In The Return of the Native, Hardy aimed to portray “if not exactly ‘the Bovary type,’ then a woman who was of what ‘English opinion’ would have called ‘the adulterous class.’ That is to say, he wanted to depict a woman who would have no qualms about committing adultery. He was both fascinated and repelled by the pious hypocrisy of the Victorians, and was determined to upset it… Hardy was one of the keenest, most persistent and, indeed, earliest explorers of what can be termed real morality” (Seymour-Smith, 229, 231). Although initially rejected by Hardy’s editor and poorly received by critics—many of whom disapproved of the author’s “dangerous tendency to depict women as fully human” (Seymour-Smith, 239)—The Return of the Native “in its balance and control is his greatest work of fiction” (Baugh, et al., 1466). “The first edition of The Return of the Native was the final product of nearly two years of creation and re-creation. Hardy probably began writing the novel at the end of 1876; the writing was stalled in the spring of 1877 as, in his struggles to find an editor who would accept the story as a serial, he decided to recast the narrative completely; and the last chapters were not completed until March 1878, by which time the first three serial episodes had been published in Belgravia. Throughout 1878 Hardy revised the proofs of the serial episodes, and in the late summer also began reconsidering the novel as a complete thing in preparation for its publication in three volumes. Thus when Smith, Elder issued the first edition several weeks in advance of the novel’s last episode in the December 1878 issue of Belgravia, it appeared as the culmination of a continuous process of writing” (Simon Gatrell).
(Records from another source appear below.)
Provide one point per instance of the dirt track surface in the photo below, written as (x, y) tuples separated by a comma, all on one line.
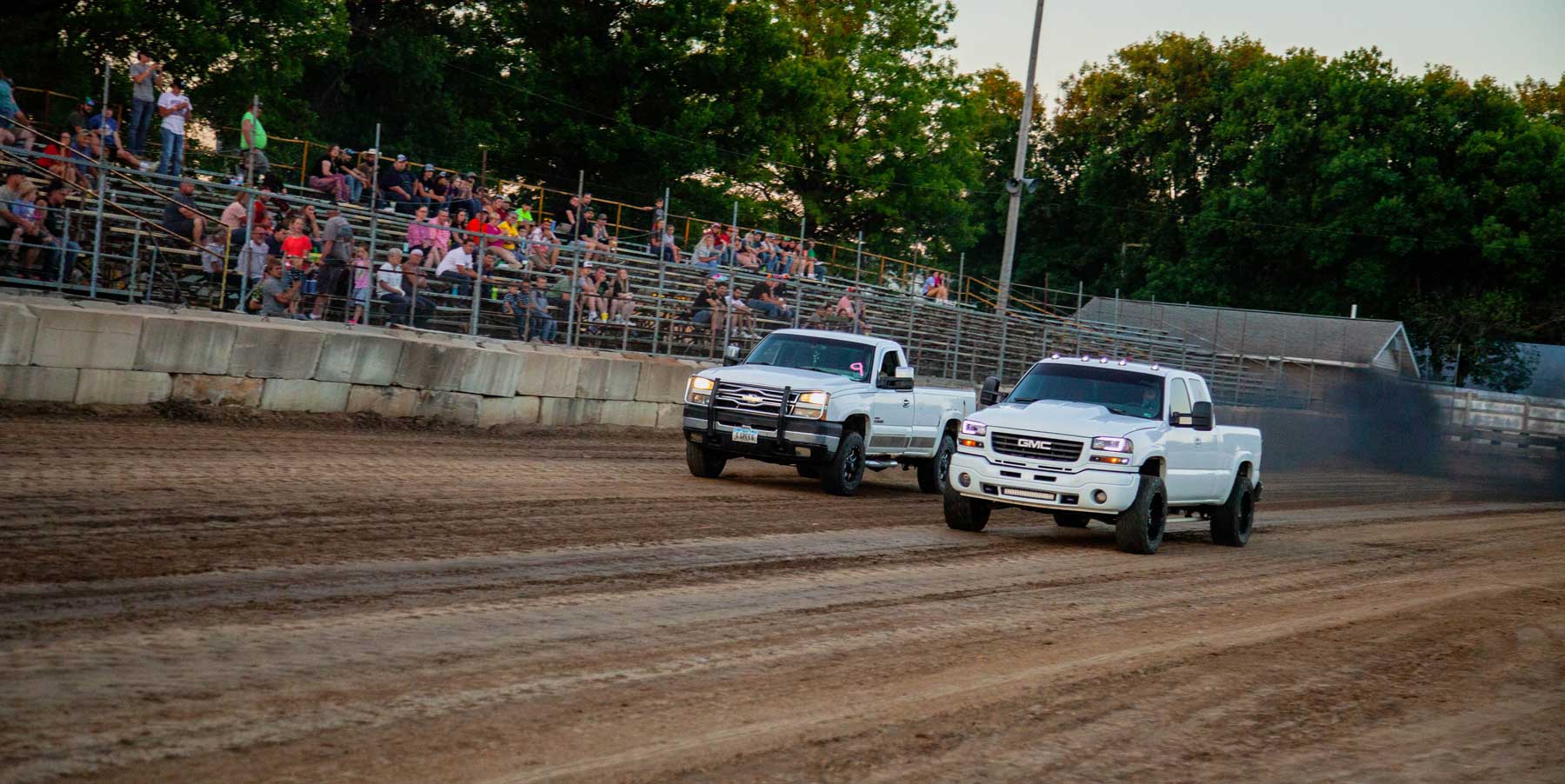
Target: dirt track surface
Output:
[(227, 603)]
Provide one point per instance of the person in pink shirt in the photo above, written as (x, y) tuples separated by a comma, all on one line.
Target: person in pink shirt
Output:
[(420, 230), (440, 235)]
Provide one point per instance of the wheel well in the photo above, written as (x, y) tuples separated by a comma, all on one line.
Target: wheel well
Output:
[(856, 423)]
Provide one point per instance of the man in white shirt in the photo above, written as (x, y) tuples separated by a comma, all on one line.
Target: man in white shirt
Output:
[(176, 109), (457, 266)]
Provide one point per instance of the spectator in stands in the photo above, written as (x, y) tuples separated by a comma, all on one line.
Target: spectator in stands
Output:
[(174, 107), (360, 289), (590, 283), (63, 168), (336, 249), (935, 287), (424, 187), (279, 297), (706, 307), (252, 143), (395, 187), (706, 252), (420, 230), (741, 316), (329, 179), (144, 76), (459, 268), (180, 216), (622, 297), (62, 249), (77, 121), (545, 246), (398, 283), (107, 133), (252, 258), (234, 218)]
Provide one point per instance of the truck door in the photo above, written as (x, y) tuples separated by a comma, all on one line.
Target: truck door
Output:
[(1185, 448), (1213, 453), (891, 414)]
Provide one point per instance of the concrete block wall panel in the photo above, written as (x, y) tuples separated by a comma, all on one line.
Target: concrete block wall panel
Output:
[(185, 344), (303, 395), (218, 390), (603, 379), (548, 375), (85, 338), (21, 382), (123, 387), (387, 401), (276, 352), (17, 332), (359, 359), (663, 381)]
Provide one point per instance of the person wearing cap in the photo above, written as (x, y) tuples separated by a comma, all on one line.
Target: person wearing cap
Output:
[(252, 143), (77, 121), (144, 76), (336, 249), (393, 185), (174, 107)]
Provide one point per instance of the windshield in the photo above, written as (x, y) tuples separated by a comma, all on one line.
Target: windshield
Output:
[(1126, 393), (806, 352)]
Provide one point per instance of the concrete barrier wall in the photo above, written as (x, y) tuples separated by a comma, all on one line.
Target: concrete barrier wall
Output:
[(97, 352)]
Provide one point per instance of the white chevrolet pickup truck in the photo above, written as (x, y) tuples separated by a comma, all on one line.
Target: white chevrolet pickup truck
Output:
[(829, 404), (1097, 439)]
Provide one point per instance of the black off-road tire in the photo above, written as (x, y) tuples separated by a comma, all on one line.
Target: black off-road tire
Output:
[(706, 463), (841, 476), (1072, 518), (964, 514), (1140, 528), (933, 473), (1232, 522)]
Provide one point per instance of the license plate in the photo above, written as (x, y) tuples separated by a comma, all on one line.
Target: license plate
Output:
[(1035, 495)]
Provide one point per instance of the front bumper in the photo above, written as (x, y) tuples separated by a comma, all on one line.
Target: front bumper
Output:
[(1027, 487), (816, 437)]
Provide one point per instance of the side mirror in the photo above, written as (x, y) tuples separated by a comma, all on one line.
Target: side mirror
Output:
[(1201, 415), (989, 393)]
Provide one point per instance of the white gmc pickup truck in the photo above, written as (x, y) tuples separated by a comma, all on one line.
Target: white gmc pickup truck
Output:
[(829, 404), (1097, 439)]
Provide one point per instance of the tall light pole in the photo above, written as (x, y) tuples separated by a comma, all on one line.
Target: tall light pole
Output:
[(1016, 185)]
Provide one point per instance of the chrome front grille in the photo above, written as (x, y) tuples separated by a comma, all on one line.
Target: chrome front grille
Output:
[(750, 398), (1036, 447)]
Purdy reports two versions of Smith-Elder bindings for the first edition, one with a double-rule border in blind on the backs and the other with a triple-rule border, as on the present copy. The latter binding is rarer, and the frontispiece is “almost invariably lacking” in sets with this binding. Here the frontispiece, a map drawn by the author himself and separately printed, is present. Webb, 11-13. An English Library, 27. From the library of renowned collector of 19th-century English literature J. Insley Blair, with her small morocco booklabel.
Extremities only very slightly rubbed. A beautiful, exceptionally fine copy, most rare and desirable signed by Hardy.